As relevant here, "[g]enerally, the best interests of a child lie in having healthy and meaningful relationships with both the custodial and noncustodial parent" (Matter of Cecelia BB. v Frank CC., 200 AD3d 1411, 1416 [3d Dept 2021] [internal quotation marks and citations omitted]; see Matter of Henry CC. v Antoinette DD., 222 AD3d 1231, 1234 [3d Dept 2023]). "Unless visitation is inimical to the child['s] welfare, the court is required to structure a schedule which results in frequent and regular access by the noncustodial parent. In so doing, the court cannot delegate its authority to determine visitation to either a parent or a child" (Matter of Ellen TT. v Parvaz UU., 178 AD3d 1294, 1297 [3d Dept 2019] [internal quotation marks, brackets and citations omitted], lv denied 35 NY3d 905 [2020]; see Matter of Jessica HH. v Sean HH., 196 AD3d 750, 755 [3d Dept 2021]). This is so because "such delegation can have the practical effect of denying a parent his or her right to visitation with his or her child indefinitely without the requisite showing that visitation would be detrimental to the child's welfare" (Matter of Cecelia BB. v Frank CC., 200 AD3d at 1416 [internal quotation marks, brackets and citations omitted]; see Matter of Paul JJ. v Heather JJ., 184 AD3d 956, 958 [3d Dept 2020], appeal dismissed 35 NY3d 1073 [2020]).

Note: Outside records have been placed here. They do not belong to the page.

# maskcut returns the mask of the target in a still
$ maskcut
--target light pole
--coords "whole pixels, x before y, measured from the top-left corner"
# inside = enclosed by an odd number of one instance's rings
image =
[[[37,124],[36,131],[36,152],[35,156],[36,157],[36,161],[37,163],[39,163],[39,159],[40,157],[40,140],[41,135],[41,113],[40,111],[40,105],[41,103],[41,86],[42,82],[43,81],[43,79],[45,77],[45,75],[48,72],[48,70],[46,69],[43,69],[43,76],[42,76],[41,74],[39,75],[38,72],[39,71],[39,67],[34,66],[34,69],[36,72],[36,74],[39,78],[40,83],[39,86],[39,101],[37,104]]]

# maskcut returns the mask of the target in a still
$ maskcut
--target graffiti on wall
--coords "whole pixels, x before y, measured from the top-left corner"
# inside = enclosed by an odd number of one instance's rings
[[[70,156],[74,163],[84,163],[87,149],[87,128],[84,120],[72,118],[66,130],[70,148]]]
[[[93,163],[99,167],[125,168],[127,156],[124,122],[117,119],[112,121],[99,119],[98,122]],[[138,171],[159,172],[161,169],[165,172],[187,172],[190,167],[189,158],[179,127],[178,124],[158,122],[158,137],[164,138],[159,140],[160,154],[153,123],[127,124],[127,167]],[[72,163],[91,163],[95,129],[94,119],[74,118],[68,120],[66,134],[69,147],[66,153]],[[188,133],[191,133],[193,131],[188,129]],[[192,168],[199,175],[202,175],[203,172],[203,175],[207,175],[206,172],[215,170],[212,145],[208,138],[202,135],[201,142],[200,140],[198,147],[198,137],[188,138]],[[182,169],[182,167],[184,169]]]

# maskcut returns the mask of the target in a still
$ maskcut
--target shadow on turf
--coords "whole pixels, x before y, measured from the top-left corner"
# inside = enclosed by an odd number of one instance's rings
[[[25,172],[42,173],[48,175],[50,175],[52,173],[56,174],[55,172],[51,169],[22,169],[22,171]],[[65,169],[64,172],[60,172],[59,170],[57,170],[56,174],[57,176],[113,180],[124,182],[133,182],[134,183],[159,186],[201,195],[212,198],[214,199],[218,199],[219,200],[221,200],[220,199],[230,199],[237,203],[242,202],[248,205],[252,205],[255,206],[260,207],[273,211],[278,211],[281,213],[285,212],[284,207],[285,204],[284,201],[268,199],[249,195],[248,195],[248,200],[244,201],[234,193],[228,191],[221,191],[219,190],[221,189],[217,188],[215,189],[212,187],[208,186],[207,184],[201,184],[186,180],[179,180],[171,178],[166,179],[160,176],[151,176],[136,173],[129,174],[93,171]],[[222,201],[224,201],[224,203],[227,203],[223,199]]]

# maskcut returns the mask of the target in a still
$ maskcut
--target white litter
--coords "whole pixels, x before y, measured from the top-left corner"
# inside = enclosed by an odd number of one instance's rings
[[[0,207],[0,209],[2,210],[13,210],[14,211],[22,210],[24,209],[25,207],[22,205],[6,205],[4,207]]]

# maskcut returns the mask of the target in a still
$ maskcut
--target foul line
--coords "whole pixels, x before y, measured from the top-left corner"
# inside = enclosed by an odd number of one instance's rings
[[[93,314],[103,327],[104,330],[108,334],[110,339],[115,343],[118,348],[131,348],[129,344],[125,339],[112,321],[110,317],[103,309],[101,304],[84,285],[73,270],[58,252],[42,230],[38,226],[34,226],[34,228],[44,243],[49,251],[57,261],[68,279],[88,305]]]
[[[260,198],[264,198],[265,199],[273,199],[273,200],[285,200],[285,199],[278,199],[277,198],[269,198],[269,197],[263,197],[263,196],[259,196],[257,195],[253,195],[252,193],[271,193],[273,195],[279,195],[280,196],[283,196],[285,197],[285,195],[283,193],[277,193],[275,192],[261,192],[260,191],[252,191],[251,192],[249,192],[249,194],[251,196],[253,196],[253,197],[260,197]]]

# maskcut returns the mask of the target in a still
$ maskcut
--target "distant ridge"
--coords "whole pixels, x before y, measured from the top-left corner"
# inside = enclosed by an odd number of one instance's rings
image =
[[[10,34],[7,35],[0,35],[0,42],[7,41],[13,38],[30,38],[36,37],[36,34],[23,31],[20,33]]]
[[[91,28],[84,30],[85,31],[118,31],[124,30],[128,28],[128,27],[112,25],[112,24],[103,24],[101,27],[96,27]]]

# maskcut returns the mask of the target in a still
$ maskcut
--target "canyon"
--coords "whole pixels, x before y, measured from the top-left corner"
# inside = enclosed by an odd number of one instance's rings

The testimony at the fact-finding hearing demonstrates that the child began working with a mental health therapist at her school in March 2020 due to anxiety. Then, in the fall of 2021, the child began experiencing anxiety around the father's parenting time, resulting in her expressing that she did not want to see the father. It is unclear from the record what, if anything, was the source of this anxiety. It does appear, however, that the mother and the father were dealing with the child's anxiety in different ways, which had the effect of the child expressing a very strong preference for the mother. The child's therapist testified that she had diagnosed the child with adjustment disorder with anxiety and posttraumatic stress disorder (hereinafter PTSD). When asked by the father's attorney what the traumatizing event was that caused the [*3]PTSD, the therapist was at first reluctant to provide this information, stating that doing so could have an impact on her rapport with the child. Family Court interjected to clarify that at least part of the reason for fact-finding was so that the court could determine whether "there [is] something that the father did that is causing the PTSD or the extreme reaction to not see [the father] at all for over a year." The therapist then testified that, on a trauma assessment completed in April 2022, the child "list[ed] several things," only one of which involved the father.